B. Iterate over all registered OnItemTouchListener. If the current event is not ACTION_CANCEL, Call OnItemTouchListener onInterceptTouchEvent() and return true, indicating that RecyclerView intercepts the event sequence according to the event distribution rules. Events are distributed to RecyclerView’s onTouchEvent(). If the sliding condition is met, RecyclerView will consume it to make itself slide.

addOnItemTouchListenerWhy can’t it solve the problem?

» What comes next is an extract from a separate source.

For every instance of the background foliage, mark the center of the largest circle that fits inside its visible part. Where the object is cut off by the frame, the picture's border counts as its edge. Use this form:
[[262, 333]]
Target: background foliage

So that gives us the answer, why does the scheme in OnItemTouchListener fail or fail,

  1. iflistener.onInterceptTouchEvent(this, e)Return true, then RecyclerViewonInterceptTouchEvent()Will return true, the event changed to RecyclerViewonTouchEvent()By consumption.
  2. iflistener.onInterceptTouchEvent(this, e)Return false, then RecyclerView will continue to process this group of MOVE events, and eventually events will change to RecyclerViewonTouchEvent()By consumption.

Final solution

The end result is the same as onInterceptTouchEvent using OnItemTouchListener. The difference is that this time we create a RecyclerView subclass. Rewrite RecyclerView onInterceptTouchEvent, the specific code is as follows:


/** * Custom RecyclerView, block its horizontal movement in some scenarios */
public class InterceptHScrollRecyclerView extends RecyclerView {
    private final String TAG = InterceptHScrollRecyclerView.class.getSimpleName();
    /** * The ordinate offset threshold exceeds this */
    private final int Y_AXIS_MOVE_THRESHOLD = 15;

    public InterceptHScrollRecyclerView(Context context) {
        super(context);
    }

    public InterceptHScrollRecyclerView(Context context, @Nullable AttributeSet attrs) {
        super(context, attrs);
    }

    public InterceptHScrollRecyclerView(Context context, @Nullable AttributeSet attrs, int defStyle) {
        super(context, attrs, defStyle);
    }

    int downY = 0;

    @Override
    public boolean onInterceptTouchEvent(MotionEvent e) {


        if (e.getAction() == MotionEvent.ACTION_DOWN) {
            downY = (int) e.getRawY();

        } else if (e.getAction() == MotionEvent.ACTION_MOVE) {
            int realtimeY = (int) e.getRawY();
            int dy = Math.abs(downY - realtimeY);


            if (dy > Y_AXIS_MOVE_THRESHOLD) {
                return false; }}return super.onInterceptTouchEvent(e); }}Copy the code

The reason why this solution works is because if you use inheritance, this code is like inserting a code before RecyclerView executes the event distribution process, which has a bit of AOP feel. If you return false, you can completely avoid RecyclerView taking over the event. To do that, notice this last line of code,

    return super.onInterceptTouchEvent(e);
Copy the code

You cannot return true directly, because if you do not intercept, the return value is an internal RecyclerView option.